Detokenizes a tensor of int64 or int32 subword ids into sentences.

Detokenize and tokenize an input string returns itself when the input string is normalized and the tokenized wordpieces don't contain <unk>.

Example:

>>> vocab = ["they", "##'", "##re", "the", "great", "##est", "[UNK]",
...          "'", "re", "ok"]
>>> tokenizer = FastWordpieceTokenizer(vocab, support_detokenization=True)
>>> ids = tf.ragged.constant([[0, 1, 2, 3, 4, 5], [9]])
>>> tokenizer.detokenize(ids)
<tf.Tensor: shape=(2,), dtype=string,
...         numpy=array([b"they're the greatest", b'ok'], dtype=object)>
>>> ragged_ids = tf.ragged.constant([[[0, 1, 2, 3, 4, 5], [9]], [[4, 5]]])
>>> tokenizer.detokenize(ragged_ids)
<tf.RaggedTensor [[b"they're the greatest", b'ok'], [b'greatest']]>

Args
input An N-dimensional Tensor or RaggedTensor of int64 or int32.

Returns
A RaggedTensor of sentences that has N - 1 dimension when N > 1. Otherwise, a string tensor.

split

View source

Alias for Tokenizer.tokenize.

split_with_offsets

View source

Alias for TokenizerWithOffsets.tokenize_with_offsets.

tokenize

View source

Tokenizes a tensor of UTF-8 string tokens further into subword tokens.

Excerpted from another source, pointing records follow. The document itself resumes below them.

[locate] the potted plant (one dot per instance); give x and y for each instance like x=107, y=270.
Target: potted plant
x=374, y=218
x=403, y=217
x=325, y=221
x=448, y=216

Example 1, single word tokenization:

>>> vocab = ["they", "##'", "##re", "the", "great", "##est", "[UNK]"]
>>> tokenizer = FastWordpieceTokenizer(vocab, token_out_type=tf.string,
...                                    no_pretokenization=True)
>>> tokens = [["they're", "the", "greatest"]]
>>> tokenizer.tokenize(tokens)
<tf.RaggedTensor [[[b'they', b"##'", b'##re'], [b'the'],
                   [b'great', b'##est']]]>

Example 2, general text tokenization (pre-tokenization on

punctuation and whitespace followed by WordPiece tokenization):

>>> vocab = ["they", "##'", "##re", "the", "great", "##est", "[UNK]",
...          "'", "re"]
>>> tokenizer = FastWordpieceTokenizer(vocab, token_out_type=tf.string)
>>> tokens = [["they're the greatest", "the greatest"]]
>>> tokenizer.tokenize(tokens)
<tf.RaggedTensor [[[b'they', b"'", b're', b'the', b'great', b'##est'],
                   [b'the', b'great', b'##est']]]>

Args
input An N-dimensional Tensor or RaggedTensor of UTF-8 strings.

Returns
A RaggedTensor of tokens where tokens[i, j] is the j-th token (i.e., wordpiece) for input[i] (i.e., the i-th input word). This token is either the actual token string content, or the corresponding integer id, i.e., the index of that token string in the vocabulary. This choice is controlled by the token_out_type parameter passed to the initializer method.

tokenize_with_offsets

View source

Tokenizes a tensor of UTF-8 string tokens further into subword tokens.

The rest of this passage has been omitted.